"Vejo ao fundo de tudo o âmago do silêncio. Silêncios
que a espaços me vão interrompendo o cantar contínuo que vive cá dentro. O
cantar com que embalo todos os pensamentos que não digo em voz alta, nem se me
escorrem por outros gestos. No silêncio de quando não canto cá dentro sou capaz
de ouvir a respiração de uma árvore Pinus longaeva.

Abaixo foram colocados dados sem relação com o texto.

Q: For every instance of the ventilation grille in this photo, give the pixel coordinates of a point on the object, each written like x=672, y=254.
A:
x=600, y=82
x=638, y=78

Está algures nesta dimensão, neste planeta, completamente cercada de um lugar
que a natureza invadiu só para si. Nenhum homem saberá ao certo quem é esta
árvore em concreto. Nem eu, que sou capaz de a ouvir no silêncio do silêncio,
sei da sua geografia. Ouço acerca do momento em que foi colocado o espirito num
dos muitos animais que desde sempre ali estariam habitando. No céu o sol dançou
durante muito tempo. As Auroras Boreais eram visíveis em qualquer noite, em
qualquer ponto deste planeta. O sol dançou como voltou a dançar por diversas
vezes. Tantas quantas foram necessárias.
Quanto mais
pequeno o animal é maior tendência ele tem em deslocar-se rapidamente,
construindo em segundos uma Civilização. Num modelo muito parecido ao dos seres
perfeitos que nos visitam de vez em quando. A sua lei é a lei que rege o resto
de todas as figuras celestes que parecem animicamente inertes. As nossas leis,
os nossos tribunais, o arrasto de uma justiça cega – é tudo exatamente da mesma
forma. A árvore falou-me acerca de uma guerra interminável entre aquilo que
somos animais e aquilo que somos espirito. Foi assim que começaram todas as
guerras entre os homens. Em especial esta última, pela qual temeu a todo o
instante. E pela qual continuará a chorar o desaparecimento de certas naturezas
que ao principio, ainda pertenciam àquela dimensão única.
Ouço uma árvore a
chorar no silêncio do silêncio, confundindo as suas lágrimas com aquelas que
caiem sobre esta folha. A árvore conta que outra árvore lhe contou que um homem
iluminado, mas temente do dogma, tinha sido esfaqueado no lugar em que o sol
também dançou – um sol incapaz de todas as violências; porque violência é da
própria natureza deste lugar no Universo. Os animais alimentam-se uns dos
outros, inclusive os animais humanos que cedem sempre na sua biologia mais
primária: aquela que existia ante de lhes se colocado o espirito. A violência é
o dado mais antigo que nos protegia dos animais maiores. Agora, já nada disso é
necessário – apesar dessa ligação primária se parecer com o conforto do ventre
materno. Por isso continuamos a não querer resistir, a ser capazes de aproximar
os polos mais distantes. Entre o ódio e a paixão não existe qualquer diferença,
pois também é primário o dever de preservar a espécie. Um dia chegou o espirito
que fez por confundir todas estas coisas; para certas sensibilidades trata-se
de um caos que é gerador de mais caos: barulhos subterrâneos, cidades inteiras
despertas pela noite, luzes alheias à natureza, multiplicadas através do
inventor, aquele que se coloca ao serviço da criação em razão do amor; mais que
não seja, pela única companhia que às vezes só o espirito proporciona. Amor a
essa metade que surgiu e da qual ninguém tem memória. A única coisa que os
seres deixaram nesta dimensão foi isso mesmo: a metade que não é animal."